On Mon, 22 Jul 2002, Randy Clarksean wrote:
> There are two problems that keep coming up and any suggestions would be
> greatly appreciated.
>
> -  at times there are delays in the network because a ping can take up to 1
> sec to go to any one or all of the machines.  The machines are all on 10/100
> NICs with a 100 MB Hub.  If the machines are carefully rebooted (meaning
> rebooting one at a time until it is all the way back up again) this problem
> will seemingly go away.  So .. any time there is the ping delay, the rsh
> delays everything - which causes the cluster many problems.  Any thoughts on
> rsh parameters that I should change or set differently?  OR is there
> something running on the system that can cause these ping or rsh delays?
>

I've not had any experience with beowulf, but you might try to see if you
can reduce this to the lowest common denomenator.  ie - have you tried
rebooting the hub instead of the systems? if this is a hub, then you've
got the everything in half-duplex, so there's a (however remote)
possibility that a collision is screwing something up.  another thought -
can you bring up just 2 systems, with network running, and none of the
cluster software, and beat the snot out of the tcpip connections between 2
systems and re-create the issue?  ftp a large file back & forth between a
system & dev/null on the other side, if possible, set it up in a while
loop and come back tomorrow, something on that order?
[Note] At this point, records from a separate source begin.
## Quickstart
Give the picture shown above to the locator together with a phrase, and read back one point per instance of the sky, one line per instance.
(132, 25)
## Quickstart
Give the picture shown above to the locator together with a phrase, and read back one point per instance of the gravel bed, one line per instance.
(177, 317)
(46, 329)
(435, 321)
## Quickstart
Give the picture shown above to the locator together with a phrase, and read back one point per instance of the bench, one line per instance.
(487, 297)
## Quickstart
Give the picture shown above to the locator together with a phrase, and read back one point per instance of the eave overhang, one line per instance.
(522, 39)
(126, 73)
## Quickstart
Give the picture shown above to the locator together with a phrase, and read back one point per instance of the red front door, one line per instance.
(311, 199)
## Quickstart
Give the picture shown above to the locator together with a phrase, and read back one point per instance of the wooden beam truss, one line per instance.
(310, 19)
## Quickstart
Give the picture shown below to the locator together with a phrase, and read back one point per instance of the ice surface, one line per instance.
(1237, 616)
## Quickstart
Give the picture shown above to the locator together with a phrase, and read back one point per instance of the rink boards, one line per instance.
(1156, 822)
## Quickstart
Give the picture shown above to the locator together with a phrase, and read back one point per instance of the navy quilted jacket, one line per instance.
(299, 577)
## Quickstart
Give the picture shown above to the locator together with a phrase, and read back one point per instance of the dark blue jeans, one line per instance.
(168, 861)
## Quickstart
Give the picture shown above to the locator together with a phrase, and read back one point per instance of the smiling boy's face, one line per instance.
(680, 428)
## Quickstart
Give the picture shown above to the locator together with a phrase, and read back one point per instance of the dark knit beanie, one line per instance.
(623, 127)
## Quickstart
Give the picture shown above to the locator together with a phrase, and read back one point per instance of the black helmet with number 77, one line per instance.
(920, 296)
	another long-shot, instead of letting the nic card driver
auto-negotiate, force it to 100-half for a hub or 100-full for a switch.
(yes, I've seen "auto" not work correctly in some environments)
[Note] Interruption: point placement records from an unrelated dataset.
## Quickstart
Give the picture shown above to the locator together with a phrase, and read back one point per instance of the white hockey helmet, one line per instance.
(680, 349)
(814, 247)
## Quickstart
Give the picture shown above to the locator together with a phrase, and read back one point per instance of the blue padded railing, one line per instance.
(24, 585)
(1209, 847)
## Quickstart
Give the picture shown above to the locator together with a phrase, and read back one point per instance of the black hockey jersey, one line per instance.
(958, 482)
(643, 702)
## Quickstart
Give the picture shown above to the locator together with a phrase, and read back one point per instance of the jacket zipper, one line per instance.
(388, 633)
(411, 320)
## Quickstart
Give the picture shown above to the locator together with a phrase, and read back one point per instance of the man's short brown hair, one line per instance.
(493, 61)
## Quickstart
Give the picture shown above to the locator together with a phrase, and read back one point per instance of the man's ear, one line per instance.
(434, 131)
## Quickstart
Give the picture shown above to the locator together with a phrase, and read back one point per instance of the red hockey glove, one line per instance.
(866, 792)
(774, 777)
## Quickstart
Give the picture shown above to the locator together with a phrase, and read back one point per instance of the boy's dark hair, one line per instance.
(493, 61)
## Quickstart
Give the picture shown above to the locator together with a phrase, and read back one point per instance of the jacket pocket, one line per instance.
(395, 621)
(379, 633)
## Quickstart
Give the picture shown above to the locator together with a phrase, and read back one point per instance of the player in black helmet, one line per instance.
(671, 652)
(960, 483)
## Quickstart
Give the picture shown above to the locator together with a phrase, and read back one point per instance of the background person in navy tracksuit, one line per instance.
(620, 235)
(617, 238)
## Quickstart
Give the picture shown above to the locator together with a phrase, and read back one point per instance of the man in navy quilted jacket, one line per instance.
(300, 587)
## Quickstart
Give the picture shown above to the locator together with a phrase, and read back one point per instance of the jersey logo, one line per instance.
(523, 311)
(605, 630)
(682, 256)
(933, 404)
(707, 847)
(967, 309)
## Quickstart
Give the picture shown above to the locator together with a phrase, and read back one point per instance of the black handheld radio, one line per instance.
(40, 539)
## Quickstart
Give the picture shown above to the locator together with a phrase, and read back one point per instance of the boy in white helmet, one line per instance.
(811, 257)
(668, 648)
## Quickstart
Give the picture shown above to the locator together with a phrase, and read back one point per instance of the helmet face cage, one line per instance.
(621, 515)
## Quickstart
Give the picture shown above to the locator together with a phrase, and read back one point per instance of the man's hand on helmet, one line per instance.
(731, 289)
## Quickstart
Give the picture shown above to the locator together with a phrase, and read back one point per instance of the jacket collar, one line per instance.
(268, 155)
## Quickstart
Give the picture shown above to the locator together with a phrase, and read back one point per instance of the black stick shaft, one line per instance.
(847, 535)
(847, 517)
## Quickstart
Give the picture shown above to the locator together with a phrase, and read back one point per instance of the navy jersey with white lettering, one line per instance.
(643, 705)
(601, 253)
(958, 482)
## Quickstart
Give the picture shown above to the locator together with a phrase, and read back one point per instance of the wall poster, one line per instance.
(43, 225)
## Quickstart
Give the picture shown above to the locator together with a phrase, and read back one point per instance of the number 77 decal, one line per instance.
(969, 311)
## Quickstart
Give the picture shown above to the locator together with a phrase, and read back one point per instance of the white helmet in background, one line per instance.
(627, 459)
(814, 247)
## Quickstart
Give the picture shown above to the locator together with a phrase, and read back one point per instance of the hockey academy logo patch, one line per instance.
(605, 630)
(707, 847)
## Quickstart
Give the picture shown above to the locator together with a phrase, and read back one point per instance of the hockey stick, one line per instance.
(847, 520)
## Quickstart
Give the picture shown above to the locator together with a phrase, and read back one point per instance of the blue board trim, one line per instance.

	Is there any other connectivity into the hub?  can it be removed?
	I've seen similar issues in AIX RS6000 clusters, that issue
ultimatly  was a memory leak in the nic card driver.  are you using the
latest driver code (or most stable) for the NIC?

	as I said above, I'm no beowulf expert, but this issue has to be
in one of a few places - the network itself(bad card/hub), the card
driver, tcpip, or the cluster software. I'd find it unlikely this was due
to rsh or ping, they both rely on tcpip and everything below it.  the
cluster software could be to blame, so try & get that out of the equation.

-- LINUX, because rebooting is for adding hardware!
www.linuxsnob.com <-- a little linux humor, and a very little support.